Former Miss World gives birth from eggs frozen eight years ago

Using the vitrification technology, 16 eggs from Hayden were frozen between October 2007 and March 2008. (Facebook/Diana Hayden)

Published
By Lifestyle Correspondent

Former Miss World Diana Hayden has given birth to a baby girl born out of an egg the 42-year-old star froze eight years ago this month.

Arya Hayden's birth proves that egg freezing, deemed technically difficult until a decade ago, works and could liberate Indian women from their great worry: the ticking biological clock, reports Times Of India.

This may have paved the way for women in India who are willing to go for motherhood in their late 30s or early 40s.

Medically speaking, the big change in egg freezing occurred a decade ago.

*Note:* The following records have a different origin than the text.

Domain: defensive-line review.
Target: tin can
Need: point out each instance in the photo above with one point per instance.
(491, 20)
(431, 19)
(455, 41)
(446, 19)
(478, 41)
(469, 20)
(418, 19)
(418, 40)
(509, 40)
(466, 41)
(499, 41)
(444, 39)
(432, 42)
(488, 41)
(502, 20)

Paediatrician Dr Bhupendra Avasthi in suburban Santacruz, Mumbai said that both mother and the baby were doing fine and were accompanied by Collin Dick, Diana's husband.

Normally the average weight and length of a new born in India is 2.6 kgs and 48 cms, but Diana's daughter weighed 3.7 kgs and was 55 cms at the time of birth

Gynaecologist Nandita Palshetkar, who froze Diana's egg eight years ago in her clinic facility, claimed it is for the first time that a delivery through egg freezing method has taken place at the age of 42, which is normally recommendable at the age upto 35.

Using the vitrification technology, 16 eggs from Hayden were frozen between October 2007 and March 2008.

Egg freezing isn't without controversies. American corporates kicked off a controversy last year when they promised to pay for egg freezing for their female employees. A study in JAMA (Journal of the American Medical Association) in October 2015 said the freezing and thawing process may damage eggs and reduce a woman's chance of becoming a mother.

The study, done in New York's Centre for Human Reproduction, looked at 93% of all donor IVF cycles in the US in 2013 and found women had a 56% chance of becoming mothers with fresh eggs but just 47% with frozen eggs.